Unlike Black-whiskered Vireos, Purple Swamphens do not hide in trees, not moving or making any noise. Finally - a bird that takes less than 3 minutes to find (including parking, assembling scope, running out of car, locking said car.) Larger than Purple Gallinules, with a red bill and frontal shield, there's a certain hard elegance about these birds.
Purple Swamphen - newly added to the ABA list this year.

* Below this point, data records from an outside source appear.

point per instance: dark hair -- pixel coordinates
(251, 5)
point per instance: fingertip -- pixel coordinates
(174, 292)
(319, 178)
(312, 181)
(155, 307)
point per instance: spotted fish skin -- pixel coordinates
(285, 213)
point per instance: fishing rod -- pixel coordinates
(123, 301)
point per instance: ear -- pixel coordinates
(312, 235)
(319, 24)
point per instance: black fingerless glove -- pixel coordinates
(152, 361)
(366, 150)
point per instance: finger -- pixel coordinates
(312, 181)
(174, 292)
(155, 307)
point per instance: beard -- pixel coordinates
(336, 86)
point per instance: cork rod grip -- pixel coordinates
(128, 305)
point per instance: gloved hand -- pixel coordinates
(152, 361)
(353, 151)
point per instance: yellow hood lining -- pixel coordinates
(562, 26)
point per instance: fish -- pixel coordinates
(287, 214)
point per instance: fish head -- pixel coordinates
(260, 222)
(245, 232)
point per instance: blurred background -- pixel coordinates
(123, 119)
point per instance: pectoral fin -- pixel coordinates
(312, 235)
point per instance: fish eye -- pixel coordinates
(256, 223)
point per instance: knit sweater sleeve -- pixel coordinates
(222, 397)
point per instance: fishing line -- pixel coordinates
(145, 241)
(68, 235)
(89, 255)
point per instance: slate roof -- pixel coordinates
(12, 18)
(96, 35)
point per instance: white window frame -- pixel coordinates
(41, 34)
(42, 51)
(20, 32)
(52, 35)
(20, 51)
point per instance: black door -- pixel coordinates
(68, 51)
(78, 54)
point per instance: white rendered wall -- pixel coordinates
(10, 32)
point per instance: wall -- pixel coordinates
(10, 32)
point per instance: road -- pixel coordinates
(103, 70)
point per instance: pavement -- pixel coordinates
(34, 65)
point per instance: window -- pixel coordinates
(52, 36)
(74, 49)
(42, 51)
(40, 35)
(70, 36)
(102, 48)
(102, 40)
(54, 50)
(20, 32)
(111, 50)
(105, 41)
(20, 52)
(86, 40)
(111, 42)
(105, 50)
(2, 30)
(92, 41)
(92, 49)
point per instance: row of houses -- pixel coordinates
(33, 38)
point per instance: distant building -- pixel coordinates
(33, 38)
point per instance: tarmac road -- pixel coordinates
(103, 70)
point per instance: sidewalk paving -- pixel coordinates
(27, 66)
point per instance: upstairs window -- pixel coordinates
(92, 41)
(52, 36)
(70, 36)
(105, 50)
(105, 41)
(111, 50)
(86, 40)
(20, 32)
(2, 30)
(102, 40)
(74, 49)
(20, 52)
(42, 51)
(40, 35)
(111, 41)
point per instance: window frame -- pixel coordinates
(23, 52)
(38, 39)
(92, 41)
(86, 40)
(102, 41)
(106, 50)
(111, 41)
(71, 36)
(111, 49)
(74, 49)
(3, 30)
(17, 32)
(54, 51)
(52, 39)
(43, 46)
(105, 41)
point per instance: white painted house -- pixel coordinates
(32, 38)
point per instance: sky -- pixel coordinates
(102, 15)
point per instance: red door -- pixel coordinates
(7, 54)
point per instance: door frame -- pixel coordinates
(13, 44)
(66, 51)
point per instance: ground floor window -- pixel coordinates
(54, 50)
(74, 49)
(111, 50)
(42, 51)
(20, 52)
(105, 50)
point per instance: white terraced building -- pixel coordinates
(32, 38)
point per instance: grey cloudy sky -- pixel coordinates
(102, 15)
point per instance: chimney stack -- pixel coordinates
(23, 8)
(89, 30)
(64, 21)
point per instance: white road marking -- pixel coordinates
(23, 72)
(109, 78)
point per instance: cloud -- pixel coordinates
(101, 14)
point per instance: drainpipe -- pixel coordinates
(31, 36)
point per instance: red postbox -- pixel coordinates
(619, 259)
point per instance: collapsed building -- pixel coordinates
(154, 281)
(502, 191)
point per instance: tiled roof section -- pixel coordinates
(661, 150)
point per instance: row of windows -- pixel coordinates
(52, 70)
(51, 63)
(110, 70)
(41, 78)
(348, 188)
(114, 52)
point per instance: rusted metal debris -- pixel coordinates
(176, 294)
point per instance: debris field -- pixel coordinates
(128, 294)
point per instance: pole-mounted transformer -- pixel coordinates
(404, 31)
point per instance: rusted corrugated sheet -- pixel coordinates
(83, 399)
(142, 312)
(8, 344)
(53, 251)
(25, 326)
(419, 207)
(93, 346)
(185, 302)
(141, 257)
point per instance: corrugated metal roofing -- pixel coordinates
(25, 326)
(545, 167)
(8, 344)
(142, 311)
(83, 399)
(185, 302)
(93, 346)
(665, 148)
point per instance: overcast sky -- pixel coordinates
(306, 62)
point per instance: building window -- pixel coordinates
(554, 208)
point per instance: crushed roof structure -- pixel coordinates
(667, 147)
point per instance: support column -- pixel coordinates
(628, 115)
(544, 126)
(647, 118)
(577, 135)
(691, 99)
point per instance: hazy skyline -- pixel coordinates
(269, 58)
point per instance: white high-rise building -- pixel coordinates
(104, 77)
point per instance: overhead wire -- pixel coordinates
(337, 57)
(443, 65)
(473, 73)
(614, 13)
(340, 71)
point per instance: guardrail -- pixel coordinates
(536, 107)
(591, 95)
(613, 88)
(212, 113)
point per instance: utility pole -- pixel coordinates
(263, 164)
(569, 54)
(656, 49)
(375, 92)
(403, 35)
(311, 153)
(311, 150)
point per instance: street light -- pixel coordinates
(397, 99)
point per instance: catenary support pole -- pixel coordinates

Noisy, gregarious - pretty hard to miss!
Noisy, gregarious - pretty hard to miss!
I ended the day at Virginia Key, to try for the La Sagra's Flycatcher - reported here as recently Friday. This is a Myiiarchus flycatcher, like the Nutting's and Ash-throated - but almost white below, with little if any yellow. Also, a very distinctive call - "wink." Unfortunately, I never got to hear the call - or see how white the underparts were, or the tail pattern - as the bird never showed. I did, however, meet Angel and Mariel, local birding stars who've found more than their fair share of rare birds.
One of the nice things about Miami is the wild parrot populations. You always have a chance of seeing these as you're driving around. Or - more likely - stopped at lights with endless traffic ahead of you. This time I was driving, and the reflex of shoving my foot on the brake caused the driver behind to almost hit me, and definitely lose her patience, as well as a few curse words yelled through the open window as she passed me.
This was a new bird for me - Orange-winged Parrot. No - they're not countable, but very cute.
Orange-winged Parrot. The orange is limited to a small portion of their secondaries (just visible in this pic.) Predominantly green, with subtle coloring of yellow and blue on the head, and yellow in the (very short) tail.
If that weren't enough, my hotel had a parrot hotel in front of it. Hundreds of Mitred Parrakeets...
Hundreds of Mitred Parakeets feeding in tree.
Mitred Parakeets - even in a massive flock, 3 can be a crowd...
Why aren't these on the ABA list? I've seen way more of these in Florida than all the other escapees added together. These guys are clearly doing very well.
Now, just need to find someone who's fed up with their pet Black-whiskered Vireo, and plans to release it...
+ + +
BIG YEAR LIST: 499
NEW YEAR BIRDS (2): Gray Kingbird, Purple Swamphen.